Susette Kelo’s home in New London, Conn. (photo by Isaac Reese, 2004 © Institute for Justice).
A Kelo of Prevention
So far, the American people — not the justices of the Supreme
Court majority — have had the final word on Kelo v. New London. Outrage over the court’s decision is so widespread that the city of New London has postponed its plans. Susette Kelo and her neighbors continue to live in their homes and to fight for their right to remain there.
The property rights that inspired America’s Founders remain
relevant today.
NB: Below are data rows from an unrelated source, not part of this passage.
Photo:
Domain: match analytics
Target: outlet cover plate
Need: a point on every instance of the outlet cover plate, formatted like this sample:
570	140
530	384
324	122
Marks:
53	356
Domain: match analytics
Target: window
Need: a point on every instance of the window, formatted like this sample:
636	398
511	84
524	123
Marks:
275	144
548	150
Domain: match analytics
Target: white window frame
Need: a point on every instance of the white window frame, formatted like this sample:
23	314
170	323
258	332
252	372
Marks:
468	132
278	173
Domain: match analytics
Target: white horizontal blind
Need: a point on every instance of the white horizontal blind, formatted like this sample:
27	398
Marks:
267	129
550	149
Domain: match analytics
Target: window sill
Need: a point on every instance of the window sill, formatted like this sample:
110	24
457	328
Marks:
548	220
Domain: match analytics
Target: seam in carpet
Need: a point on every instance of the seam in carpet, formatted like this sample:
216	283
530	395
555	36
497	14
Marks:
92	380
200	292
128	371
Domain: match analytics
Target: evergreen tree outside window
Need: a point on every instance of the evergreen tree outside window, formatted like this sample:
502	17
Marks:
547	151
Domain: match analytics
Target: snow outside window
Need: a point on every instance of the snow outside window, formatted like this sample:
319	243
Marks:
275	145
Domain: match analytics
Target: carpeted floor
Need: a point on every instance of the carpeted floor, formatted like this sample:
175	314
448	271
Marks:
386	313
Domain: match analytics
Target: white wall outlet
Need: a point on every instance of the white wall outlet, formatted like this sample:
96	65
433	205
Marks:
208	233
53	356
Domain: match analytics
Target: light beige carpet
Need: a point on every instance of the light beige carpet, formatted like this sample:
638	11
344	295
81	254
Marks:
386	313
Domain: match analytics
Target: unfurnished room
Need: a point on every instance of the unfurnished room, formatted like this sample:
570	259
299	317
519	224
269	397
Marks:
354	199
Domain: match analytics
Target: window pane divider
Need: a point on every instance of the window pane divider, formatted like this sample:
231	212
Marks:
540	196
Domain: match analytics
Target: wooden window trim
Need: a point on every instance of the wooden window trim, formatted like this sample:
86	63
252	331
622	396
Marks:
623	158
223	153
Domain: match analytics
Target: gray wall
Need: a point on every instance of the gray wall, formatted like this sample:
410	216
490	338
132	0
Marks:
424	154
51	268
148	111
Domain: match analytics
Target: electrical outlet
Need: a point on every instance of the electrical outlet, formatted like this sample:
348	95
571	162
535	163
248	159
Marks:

More than at any time in our past, Americans value equal respect for all, regardless of race, creed, sex or income.
A woman embraces two children in the Poletown enclave of Detroit, Mich.
Yet as Justice O’Connor noted in her Kelo dissent, abuse of eminent domain usually benefits "those citizens with disproportionate influence and power in the political process. ..." The result, whether in Poletown or New London, is an almost aristocratic advantage for those who are exceptionally successful and likely to pay more taxes than the current property owners.
That advantage can be used against most other Americans,
including middle-income citizens whose homes are suddenly declared "blighted" or lower-income homeowners who live respectably in struggling neighborhoods.
Eminent domain abuse means those who are lower on society’s ladder will not
receive equal treatment under the law.
That is not what this country has fought so hard to achieve.